How can planners understand places in a rich, meaningful, and yet systematic way? This module examines how qualitative approaches can be used in planning practice and research. Qualitative methods are particularly useful in answering why and how questions; investigating differing perceptions and values; understanding unique situations; and helping describe complex situations.
Focused on learning-by-doing, the class examines how to design a qualitative research project and reviews a range of data collection and analysis methods useful in community and organizational environments. With the aid of well-thought-out conceptual frameworks, qualitative research can be designed to make a coherent and meaningful argument. Students learn about collecting and reviewing artifacts, observing places, asking questions, engaging with diverse groups, and using visual techniques. Such data are frequently organized into specific kinds of outputs including case studies, scenarios, and evaluations. Students will try out these approaches in weekly exercises.

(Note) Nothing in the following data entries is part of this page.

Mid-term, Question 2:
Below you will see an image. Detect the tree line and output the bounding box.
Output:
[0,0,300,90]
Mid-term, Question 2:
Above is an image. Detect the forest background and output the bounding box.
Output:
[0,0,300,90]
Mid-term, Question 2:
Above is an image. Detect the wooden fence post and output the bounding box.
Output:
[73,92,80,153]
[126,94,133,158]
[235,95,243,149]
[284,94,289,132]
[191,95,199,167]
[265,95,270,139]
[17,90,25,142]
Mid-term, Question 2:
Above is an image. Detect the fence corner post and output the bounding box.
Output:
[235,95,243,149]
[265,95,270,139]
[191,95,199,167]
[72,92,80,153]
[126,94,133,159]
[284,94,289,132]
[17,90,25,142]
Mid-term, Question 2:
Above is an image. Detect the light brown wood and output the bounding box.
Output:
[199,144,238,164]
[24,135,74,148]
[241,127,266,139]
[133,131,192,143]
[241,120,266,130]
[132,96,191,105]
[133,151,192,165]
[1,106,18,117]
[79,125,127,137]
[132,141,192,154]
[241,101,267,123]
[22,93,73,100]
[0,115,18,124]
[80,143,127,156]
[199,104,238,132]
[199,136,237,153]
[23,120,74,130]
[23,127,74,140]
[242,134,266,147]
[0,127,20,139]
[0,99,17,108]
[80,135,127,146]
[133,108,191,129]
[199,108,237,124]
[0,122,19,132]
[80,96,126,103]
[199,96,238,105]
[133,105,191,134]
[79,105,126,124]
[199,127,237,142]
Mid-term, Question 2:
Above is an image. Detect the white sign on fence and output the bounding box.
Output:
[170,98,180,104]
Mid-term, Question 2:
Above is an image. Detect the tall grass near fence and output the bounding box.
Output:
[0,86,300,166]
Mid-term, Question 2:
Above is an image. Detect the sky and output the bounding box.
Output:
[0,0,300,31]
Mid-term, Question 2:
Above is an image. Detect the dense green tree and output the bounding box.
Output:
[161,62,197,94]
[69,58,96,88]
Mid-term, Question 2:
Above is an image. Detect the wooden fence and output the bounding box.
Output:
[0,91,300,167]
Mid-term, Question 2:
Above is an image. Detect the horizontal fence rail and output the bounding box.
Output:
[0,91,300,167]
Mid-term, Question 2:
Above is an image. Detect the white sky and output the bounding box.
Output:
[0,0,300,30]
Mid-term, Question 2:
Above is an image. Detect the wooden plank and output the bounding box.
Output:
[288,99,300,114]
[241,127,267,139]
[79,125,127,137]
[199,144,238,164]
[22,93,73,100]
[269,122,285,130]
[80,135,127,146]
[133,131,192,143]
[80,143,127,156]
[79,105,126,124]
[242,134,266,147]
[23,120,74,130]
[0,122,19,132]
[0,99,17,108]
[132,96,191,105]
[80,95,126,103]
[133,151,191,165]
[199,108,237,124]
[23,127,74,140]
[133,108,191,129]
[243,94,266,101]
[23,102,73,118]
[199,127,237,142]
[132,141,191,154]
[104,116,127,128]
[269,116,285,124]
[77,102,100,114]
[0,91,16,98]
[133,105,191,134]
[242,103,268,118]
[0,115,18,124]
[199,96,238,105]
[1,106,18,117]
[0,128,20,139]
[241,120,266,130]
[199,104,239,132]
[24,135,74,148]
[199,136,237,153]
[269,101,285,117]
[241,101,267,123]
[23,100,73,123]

By the end of the class, students will be able to:
1. Identify the range of qualitative methods commonly used in planning practice globally, including methods planners use themselves and those used in research planners commission and/or read.
2. Use different qualitative data collection and analytical approaches.
3. Comprehend the strengths and limitations of qualitative approaches and how they can be combined with other methods (mixed-method approaches).
4. Understand how qualitative methods can aid more complex and systematic understanding of urban places.
5. Critically assess qualitative research designs and outputs.
6. Design common forms of qualitative studies (e.g., assessing existing conditions, evaluating an intervention, preparing a case study, and developing future scenarios).
7. Appreciate ethical issues in qualitative research and their relationship to planning ethics more generally.